Jon Gray happens to be the pinnacle of one of the richest real estate operations in the nation: Blackstone. We’re talking, though, about a private equity firm and not a property management company dealing in home rentals and RTOs. However, the model this man known as Jon Gray follows certainly applies to just about any facet of the real estate industry, but let’s get to the bread and butter of why this man fits the bill as a major player in real estate.
For Starters, Blackstone Is a $93BB Real Estate Operation
Back in 1992, Jon Gray revolutionized the operation, starting as a staffer for the original $334MM real estate fund. Through a novel concept of “Buy It, Fix It, Sell It,” he took the work of Blackstone and skyrocketed real estate private equity in such a way that it may awe the likes of all real estate gurus clear and wide.
Think about it: he grew the $334MM funding to the $93BB we’re seeing today for Blackstone. That’s pretty impressive. And while his mantra has the simplicity of a children’s book, one thing’s for sure — if it worked enough to result in the monumental $26BB purchase of Hilton (yes, Hilton), then we say don’t fix it if it ain’t broke.

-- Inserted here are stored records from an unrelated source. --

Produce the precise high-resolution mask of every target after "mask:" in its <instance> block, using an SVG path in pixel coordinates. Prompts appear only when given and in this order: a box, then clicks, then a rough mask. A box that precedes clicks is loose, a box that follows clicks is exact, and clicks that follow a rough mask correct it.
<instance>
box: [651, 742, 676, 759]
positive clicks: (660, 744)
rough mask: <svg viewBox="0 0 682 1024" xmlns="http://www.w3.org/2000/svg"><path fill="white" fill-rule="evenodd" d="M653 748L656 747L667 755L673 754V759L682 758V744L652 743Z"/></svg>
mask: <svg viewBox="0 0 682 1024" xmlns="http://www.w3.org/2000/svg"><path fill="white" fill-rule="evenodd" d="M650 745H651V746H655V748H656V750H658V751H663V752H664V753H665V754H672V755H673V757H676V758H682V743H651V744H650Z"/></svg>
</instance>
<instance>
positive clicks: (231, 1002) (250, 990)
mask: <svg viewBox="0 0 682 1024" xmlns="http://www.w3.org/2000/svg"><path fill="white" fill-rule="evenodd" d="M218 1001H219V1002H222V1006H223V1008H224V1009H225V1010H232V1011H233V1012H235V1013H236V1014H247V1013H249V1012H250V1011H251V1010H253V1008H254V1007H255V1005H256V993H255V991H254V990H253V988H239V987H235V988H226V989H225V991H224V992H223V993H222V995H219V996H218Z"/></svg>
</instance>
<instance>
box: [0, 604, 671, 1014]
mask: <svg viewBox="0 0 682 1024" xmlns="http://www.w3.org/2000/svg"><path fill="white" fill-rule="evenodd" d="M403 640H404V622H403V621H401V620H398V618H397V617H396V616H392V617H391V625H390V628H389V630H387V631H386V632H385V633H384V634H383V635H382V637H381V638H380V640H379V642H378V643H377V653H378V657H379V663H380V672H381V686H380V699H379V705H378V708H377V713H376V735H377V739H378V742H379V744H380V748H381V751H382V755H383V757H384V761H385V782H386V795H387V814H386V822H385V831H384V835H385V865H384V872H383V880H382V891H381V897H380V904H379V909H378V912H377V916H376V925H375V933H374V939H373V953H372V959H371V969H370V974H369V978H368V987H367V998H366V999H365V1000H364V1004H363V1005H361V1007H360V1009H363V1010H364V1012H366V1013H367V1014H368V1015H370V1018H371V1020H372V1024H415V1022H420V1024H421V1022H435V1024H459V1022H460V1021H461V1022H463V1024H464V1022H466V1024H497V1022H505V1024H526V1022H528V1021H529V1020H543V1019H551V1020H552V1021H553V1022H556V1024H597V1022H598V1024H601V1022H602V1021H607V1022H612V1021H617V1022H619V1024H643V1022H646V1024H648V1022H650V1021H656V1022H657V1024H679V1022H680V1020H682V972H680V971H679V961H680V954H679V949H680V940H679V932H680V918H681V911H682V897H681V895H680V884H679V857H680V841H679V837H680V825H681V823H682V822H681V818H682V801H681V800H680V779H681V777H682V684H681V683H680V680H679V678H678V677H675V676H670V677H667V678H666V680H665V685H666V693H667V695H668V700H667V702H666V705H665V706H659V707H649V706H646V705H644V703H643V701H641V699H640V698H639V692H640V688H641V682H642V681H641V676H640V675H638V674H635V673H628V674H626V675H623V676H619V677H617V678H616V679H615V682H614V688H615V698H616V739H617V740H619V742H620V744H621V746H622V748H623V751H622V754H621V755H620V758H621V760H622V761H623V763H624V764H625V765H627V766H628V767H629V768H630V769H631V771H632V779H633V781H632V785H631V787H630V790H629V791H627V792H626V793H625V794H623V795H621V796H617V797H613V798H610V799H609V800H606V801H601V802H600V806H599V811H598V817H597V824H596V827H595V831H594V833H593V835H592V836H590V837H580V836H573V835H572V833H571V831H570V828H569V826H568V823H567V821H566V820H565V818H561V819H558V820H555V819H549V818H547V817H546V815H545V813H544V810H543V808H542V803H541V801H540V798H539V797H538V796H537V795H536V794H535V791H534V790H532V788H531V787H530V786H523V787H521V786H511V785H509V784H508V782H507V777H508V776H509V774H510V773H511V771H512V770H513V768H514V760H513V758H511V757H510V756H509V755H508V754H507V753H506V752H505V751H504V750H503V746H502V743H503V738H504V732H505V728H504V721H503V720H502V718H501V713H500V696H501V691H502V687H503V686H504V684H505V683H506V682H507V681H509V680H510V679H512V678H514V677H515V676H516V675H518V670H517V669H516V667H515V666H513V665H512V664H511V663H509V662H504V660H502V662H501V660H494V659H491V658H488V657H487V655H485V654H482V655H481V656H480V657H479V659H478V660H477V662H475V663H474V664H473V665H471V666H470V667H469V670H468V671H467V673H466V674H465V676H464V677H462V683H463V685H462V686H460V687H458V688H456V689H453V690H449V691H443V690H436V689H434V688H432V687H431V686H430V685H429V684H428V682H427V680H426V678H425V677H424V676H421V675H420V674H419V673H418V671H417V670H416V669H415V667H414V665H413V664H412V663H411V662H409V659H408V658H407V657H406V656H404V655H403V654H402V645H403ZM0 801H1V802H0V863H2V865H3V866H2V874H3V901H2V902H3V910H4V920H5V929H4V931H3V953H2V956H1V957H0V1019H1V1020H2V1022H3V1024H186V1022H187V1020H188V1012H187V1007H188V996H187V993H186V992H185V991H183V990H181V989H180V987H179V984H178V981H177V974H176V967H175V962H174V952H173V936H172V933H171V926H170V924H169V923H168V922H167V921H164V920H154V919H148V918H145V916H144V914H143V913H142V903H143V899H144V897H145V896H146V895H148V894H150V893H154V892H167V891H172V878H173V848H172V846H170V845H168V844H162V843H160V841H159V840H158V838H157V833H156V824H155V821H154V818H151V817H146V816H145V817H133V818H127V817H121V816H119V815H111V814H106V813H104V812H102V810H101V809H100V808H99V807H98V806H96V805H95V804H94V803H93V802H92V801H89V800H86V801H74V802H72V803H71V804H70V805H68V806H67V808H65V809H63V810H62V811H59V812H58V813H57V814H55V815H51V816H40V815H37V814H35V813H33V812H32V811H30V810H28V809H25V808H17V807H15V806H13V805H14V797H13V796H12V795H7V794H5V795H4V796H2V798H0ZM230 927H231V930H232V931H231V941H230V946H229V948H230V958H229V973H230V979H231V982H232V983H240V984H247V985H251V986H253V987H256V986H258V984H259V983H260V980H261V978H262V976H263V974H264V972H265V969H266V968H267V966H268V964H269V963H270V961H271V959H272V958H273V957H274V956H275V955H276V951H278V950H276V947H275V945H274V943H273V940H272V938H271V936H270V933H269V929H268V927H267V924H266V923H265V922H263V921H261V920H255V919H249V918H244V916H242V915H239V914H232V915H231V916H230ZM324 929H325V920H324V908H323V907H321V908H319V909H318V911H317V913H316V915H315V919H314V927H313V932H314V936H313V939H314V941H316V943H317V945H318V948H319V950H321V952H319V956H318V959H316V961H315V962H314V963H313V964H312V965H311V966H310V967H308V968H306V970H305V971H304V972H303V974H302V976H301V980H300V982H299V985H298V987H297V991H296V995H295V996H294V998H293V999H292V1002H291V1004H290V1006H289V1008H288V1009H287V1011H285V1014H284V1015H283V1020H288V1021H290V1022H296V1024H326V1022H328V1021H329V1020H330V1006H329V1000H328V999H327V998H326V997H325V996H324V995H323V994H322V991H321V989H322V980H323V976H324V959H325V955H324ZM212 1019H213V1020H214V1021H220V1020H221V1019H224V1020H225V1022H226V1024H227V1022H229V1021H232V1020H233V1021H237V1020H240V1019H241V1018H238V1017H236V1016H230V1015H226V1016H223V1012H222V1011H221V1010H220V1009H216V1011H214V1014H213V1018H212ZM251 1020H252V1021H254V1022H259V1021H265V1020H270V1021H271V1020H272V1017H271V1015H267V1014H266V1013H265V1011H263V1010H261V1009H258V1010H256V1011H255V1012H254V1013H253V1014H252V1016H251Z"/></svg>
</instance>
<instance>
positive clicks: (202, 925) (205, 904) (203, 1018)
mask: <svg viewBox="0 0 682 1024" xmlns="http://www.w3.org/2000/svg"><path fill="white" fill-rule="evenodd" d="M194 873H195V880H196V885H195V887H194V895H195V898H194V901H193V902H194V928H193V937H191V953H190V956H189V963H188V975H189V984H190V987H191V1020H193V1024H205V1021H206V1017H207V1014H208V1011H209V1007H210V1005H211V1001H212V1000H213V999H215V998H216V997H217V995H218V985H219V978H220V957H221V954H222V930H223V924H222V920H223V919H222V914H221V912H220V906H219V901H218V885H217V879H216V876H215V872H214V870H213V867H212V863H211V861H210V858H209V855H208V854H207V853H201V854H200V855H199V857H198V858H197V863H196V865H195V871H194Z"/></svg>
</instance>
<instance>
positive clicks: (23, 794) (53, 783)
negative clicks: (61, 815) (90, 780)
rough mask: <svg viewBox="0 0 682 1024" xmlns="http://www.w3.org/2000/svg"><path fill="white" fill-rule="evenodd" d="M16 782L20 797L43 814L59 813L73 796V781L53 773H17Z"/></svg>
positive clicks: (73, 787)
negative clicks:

A Trendsetter of the Profitable Real Estate Private Equity Front
Jon Gray is in. No matter how you slice it. But the point about Job Gray is that he knows how to keep the cash flow coming when it comes to real estate, and ultimately that’s a benefit for everyone. Whether you’re a home renter, a homeowner, a home investor, or someone interested in rent-to-own.
There’s no telling how far Jon Gray will go with Blackstone, because as it stands, the company has one other major player in the business, making Blackstone a key component in an industry only beginning to soar. Good news for everyone.